Our windsock in front of cabin and plane |
For one thing, even GPS systems rarely show
ground speed at destination. For
another, ours conks out below about +10 degrees on winter flights in our cold
Piper PA-20.
The first time this happened, my husband stuffed the tablet between his body and his quilted Carharrts to warm up, but it still did not turn on for 20 minutes, which happened to be the duration of the flight from the nearest airport to our home. Fortunately, this was a familiar route. But the mountainous terrain, rivers, glaciers, woods, and bogs result in very different wind, ice, snow, and temperature over very few miles, here. It is not safe to presume a condition at another location. The bright orange windsock next to a runway is, therefore, a welcome source of at least one piece of critical information.
At federally funded airports, windsocks must comply with FAA mandates for size, length, fabric and inlet and exit diameters. All these factors ensure uniform interpretations of wind direction and strength as ascertained by the angle at which the sock hangs. Ninety degrees (horizontal) indicates a wind at or above 15 knots. Striped windsocks are particularly easy to read for lower speeds, as the droop of each successive stripe is supposed to reflect increments of 3 knots. But that is hard to see from the air. Perhaps this is yet another reason to give binoculars to a passenger. However, some aviation writers dispute the accuracy of the number of knots per stripe.
It is important for pilots flying to and
from other locations, such as rural airports, lodges and personal airstrips to
realize that non-FAA windsocks LACK this uniformity. They vary in size, fabric, age, and aperture
dimensions, so their wind speed indicators are calibrated differently by each
manufacturer.

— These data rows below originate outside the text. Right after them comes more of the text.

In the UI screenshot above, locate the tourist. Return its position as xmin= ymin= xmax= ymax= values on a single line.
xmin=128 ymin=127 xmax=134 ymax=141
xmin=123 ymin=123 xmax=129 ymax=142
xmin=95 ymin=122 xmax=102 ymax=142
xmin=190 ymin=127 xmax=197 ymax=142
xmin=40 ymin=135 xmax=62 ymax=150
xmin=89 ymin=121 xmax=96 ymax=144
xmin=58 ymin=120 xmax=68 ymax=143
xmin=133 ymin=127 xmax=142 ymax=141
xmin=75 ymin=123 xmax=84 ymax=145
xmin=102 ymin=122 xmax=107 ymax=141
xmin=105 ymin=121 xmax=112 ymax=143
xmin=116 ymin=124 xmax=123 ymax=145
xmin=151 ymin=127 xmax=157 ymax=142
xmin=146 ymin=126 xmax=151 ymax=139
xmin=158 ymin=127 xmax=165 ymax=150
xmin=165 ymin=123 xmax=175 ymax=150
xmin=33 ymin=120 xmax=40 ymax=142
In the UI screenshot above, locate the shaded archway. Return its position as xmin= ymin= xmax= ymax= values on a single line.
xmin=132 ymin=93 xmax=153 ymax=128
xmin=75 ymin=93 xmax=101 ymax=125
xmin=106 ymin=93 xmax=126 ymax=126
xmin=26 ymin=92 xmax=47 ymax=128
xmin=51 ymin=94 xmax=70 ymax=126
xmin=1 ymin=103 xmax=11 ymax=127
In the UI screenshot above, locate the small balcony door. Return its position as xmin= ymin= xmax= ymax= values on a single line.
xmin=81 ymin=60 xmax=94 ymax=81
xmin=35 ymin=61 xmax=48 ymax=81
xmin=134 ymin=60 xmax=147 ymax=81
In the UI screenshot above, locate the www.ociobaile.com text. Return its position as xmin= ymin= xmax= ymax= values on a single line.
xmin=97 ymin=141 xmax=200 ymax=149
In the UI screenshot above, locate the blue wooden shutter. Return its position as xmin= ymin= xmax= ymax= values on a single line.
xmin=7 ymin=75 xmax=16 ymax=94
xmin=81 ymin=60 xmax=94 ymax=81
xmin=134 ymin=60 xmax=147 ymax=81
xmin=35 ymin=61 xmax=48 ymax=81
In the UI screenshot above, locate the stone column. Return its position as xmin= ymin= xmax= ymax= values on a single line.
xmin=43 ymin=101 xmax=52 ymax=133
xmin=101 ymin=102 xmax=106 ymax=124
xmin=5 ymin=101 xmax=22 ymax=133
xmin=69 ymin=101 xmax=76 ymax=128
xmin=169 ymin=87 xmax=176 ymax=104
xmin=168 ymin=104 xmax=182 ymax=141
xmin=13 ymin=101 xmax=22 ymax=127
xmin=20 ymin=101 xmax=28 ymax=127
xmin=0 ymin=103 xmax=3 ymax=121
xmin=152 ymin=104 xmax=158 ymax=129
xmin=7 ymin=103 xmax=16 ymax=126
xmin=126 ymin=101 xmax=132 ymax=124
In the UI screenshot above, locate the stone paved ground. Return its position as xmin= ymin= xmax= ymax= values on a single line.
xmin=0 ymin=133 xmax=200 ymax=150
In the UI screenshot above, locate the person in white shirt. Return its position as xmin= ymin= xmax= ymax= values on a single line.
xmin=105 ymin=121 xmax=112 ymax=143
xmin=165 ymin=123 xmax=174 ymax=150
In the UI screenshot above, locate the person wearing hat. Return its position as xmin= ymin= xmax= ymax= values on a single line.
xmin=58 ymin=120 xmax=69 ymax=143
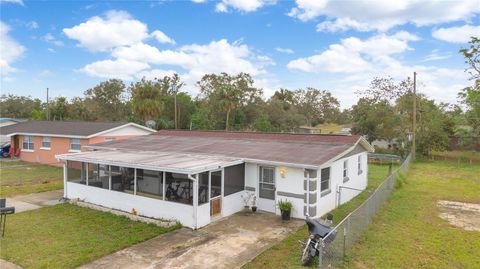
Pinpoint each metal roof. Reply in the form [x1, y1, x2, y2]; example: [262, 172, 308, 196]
[87, 130, 371, 168]
[57, 150, 243, 174]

For example, in the chart
by one vendor, below, a fully extended 3.6 meter windsock indicates a wind speed
2.3 times faster than an erect 1 meter sock.
Old, faded weather-beaten socks have surely
lost their water protection and may be degrading with thousands of pin prick
holes in fraying fabric, leaching air like water through a sieve. They can still rotate to point out wind
direction, but will convey inaccurate wind speeds.
At our home, we first relied on two inexpensive
anemometers hoisted above the tree line on our solar/wind tower. Both broke.
At least the wind turbine provides some information at about 200 feet
above the lake where we land. This year,
we went “low tech” and bought a 54” windsock (from Northern Lights Avionics at
Merrill Field in Anchorage). We
installed it near the middle of our landing strip on the frozen lake, far from
the heavily treed shoreline and in line with the prevailing north winds that
blow across a large, flat bog. We hope
that by using it only in winter (we rely on water movement to land on floats in
summer), the fabric may last twice as long as expected.
We also bought a handheld anemometer ($40)
to learn to read the windsock with more accuracy.
From our cabin, we hear the wind gusts in the
surrounding trees and detect it from snow blown about the lake in swirls,
eddies, and dunes, but had not measured it well before. Now, when my husband is ready to fly home, I
can report speed, direction, and variability data viewed from my kitchen window
or outside so he can anticipate his landing strategy.
Every winter bush pilot knows the value of low
tech indicators- like reading wind by tree bends and snow blow patterns. An orange windsock in a black and white world
is an easy-to-see asset. Just don’t
presume, from the air, that the length and age convey the same speed and
direction information as those you have relied on at other locations.